By a News Reporter-Staff News Editor at Journal of Technology -- Investigators discuss new findings in Materials Science. According to news reporting originating from Cambridge, United Kingdom, by VerticalNews editors, the research stated, "Interest in hydrogel materials is growing rapidly, due to the potential for hydrogel use in tissue engineering and drug delivery applications, and as coatings on medical devices. However, a key limitation with the use of hydrogel materials in many applications is their relatively poor mechanical properties compared with those of (less biocompatible) solid polymers."

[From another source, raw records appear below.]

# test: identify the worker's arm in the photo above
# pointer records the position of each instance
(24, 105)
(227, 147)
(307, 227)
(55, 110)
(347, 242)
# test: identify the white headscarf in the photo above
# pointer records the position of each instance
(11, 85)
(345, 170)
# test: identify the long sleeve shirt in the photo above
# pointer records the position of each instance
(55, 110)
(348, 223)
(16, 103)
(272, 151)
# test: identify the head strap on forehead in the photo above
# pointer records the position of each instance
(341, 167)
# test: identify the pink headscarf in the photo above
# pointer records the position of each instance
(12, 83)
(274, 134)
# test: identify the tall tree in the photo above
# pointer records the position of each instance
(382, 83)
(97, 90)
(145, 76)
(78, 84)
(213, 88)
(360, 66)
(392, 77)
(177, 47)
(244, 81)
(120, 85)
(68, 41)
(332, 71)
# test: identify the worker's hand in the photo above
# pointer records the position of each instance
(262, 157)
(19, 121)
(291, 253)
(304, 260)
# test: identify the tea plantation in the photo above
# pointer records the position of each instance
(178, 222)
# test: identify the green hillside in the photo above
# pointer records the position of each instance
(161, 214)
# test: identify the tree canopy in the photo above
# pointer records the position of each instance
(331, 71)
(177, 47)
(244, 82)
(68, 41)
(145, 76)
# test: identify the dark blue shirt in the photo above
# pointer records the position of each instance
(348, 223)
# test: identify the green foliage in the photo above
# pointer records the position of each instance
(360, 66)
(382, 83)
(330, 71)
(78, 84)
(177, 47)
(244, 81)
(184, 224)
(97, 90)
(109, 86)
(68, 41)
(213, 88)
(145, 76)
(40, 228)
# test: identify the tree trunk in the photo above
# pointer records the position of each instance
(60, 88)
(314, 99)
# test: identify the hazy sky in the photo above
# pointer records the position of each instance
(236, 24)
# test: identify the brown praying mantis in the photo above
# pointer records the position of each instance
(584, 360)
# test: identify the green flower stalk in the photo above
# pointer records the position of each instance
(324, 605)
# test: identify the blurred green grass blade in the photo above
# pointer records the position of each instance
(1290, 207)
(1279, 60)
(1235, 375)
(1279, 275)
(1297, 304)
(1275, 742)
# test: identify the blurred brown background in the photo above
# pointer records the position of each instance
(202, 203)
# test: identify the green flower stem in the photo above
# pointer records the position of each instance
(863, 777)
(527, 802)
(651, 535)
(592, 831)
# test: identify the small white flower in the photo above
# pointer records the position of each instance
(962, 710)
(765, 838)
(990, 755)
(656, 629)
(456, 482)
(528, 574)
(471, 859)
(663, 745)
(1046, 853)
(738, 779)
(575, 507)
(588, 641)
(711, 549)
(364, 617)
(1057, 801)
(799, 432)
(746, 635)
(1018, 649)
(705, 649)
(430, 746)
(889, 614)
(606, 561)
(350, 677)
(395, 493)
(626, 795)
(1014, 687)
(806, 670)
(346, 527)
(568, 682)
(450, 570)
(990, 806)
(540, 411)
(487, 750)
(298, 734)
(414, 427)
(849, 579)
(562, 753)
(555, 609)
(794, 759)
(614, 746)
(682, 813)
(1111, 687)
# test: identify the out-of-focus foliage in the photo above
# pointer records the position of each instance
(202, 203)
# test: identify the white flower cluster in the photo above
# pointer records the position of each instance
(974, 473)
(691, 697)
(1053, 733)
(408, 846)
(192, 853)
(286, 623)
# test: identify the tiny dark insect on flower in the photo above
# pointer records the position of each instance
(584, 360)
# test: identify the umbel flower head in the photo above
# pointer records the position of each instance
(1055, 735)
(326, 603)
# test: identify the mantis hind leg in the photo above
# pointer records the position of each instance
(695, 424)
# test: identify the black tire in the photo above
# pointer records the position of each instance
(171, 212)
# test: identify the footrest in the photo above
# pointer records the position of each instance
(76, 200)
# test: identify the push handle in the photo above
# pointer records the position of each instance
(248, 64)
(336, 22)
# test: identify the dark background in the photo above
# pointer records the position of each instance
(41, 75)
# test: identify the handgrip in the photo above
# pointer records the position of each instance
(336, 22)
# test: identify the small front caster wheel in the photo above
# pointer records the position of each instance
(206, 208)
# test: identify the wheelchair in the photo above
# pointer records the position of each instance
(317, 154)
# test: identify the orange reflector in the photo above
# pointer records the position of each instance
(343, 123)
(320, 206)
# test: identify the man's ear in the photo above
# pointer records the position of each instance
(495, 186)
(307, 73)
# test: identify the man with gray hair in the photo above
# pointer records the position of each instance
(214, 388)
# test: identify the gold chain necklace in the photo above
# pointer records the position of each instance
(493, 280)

Our news editors obtained a quote from the research from the University of Cambridge, "In this review, basic chemistry, microstructure and processing routes for common natural and synthetic hydrogel materials are explored first. Underlying structure properties relationships for hydrogels are considered. A series of mechanical testing modalities suitable for hydrogel characterisation are next considered, including emerging test modalities, such as nanoindentation and atomic force microscopy (AFM) indentation. As the data analysis depends in part on the material's constitutive behaviour, a series of increasingly complex constitutive models will be examined, including elastic, viscoelastic and theories that explicitly treat the multiphasic poroelastic nature of hydrogel materials."

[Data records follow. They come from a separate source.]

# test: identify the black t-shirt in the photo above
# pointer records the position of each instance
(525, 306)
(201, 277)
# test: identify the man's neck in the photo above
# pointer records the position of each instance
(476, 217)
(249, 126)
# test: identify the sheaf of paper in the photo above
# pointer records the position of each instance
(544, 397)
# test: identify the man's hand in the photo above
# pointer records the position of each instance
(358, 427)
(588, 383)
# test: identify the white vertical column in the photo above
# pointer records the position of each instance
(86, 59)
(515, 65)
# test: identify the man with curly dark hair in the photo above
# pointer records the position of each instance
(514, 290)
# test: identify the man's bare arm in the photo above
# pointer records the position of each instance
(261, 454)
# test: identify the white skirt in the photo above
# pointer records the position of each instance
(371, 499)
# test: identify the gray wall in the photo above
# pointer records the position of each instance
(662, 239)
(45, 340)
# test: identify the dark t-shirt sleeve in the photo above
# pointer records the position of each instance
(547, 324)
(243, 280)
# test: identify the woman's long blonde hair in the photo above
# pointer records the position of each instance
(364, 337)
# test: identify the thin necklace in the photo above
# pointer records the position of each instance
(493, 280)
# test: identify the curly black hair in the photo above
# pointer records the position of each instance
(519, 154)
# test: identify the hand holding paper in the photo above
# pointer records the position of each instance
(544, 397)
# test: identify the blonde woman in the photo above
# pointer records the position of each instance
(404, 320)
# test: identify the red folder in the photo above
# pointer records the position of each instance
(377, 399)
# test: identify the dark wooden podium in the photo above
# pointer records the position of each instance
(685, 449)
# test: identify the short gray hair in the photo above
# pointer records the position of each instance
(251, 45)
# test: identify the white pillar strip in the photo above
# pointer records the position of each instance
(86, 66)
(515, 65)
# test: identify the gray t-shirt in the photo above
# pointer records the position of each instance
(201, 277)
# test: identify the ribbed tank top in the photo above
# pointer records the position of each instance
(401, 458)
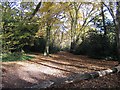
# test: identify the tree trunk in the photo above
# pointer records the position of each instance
(103, 19)
(118, 29)
(46, 52)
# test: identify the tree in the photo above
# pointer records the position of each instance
(118, 28)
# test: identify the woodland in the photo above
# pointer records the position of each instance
(54, 44)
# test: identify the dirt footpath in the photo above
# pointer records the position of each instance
(63, 64)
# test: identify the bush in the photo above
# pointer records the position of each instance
(97, 45)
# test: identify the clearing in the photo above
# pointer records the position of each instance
(21, 74)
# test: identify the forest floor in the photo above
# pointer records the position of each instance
(21, 74)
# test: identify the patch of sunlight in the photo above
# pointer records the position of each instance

According to the news editors, the research concluded: "Results from the existing literature on agar and polyacrylamide mechanical properties are compiled and compared, highlighting the challenges and uncertainties inherent in the process of gel mechanical characterisation."

For more information on this research see: Mechanical characterisation of hydrogel materials. International Materials Reviews, 2014;59(1):44-59. International Materials Reviews can be contacted at: Maney Publishing, Ste 1C, Josephs Well, Hanover Walk, Leeds LS3 1AB, W Yorks, England.

The news editors report that additional information may be obtained by contacting M.L. Oyen, University of Cambridge, Cambridge, United Kingdom.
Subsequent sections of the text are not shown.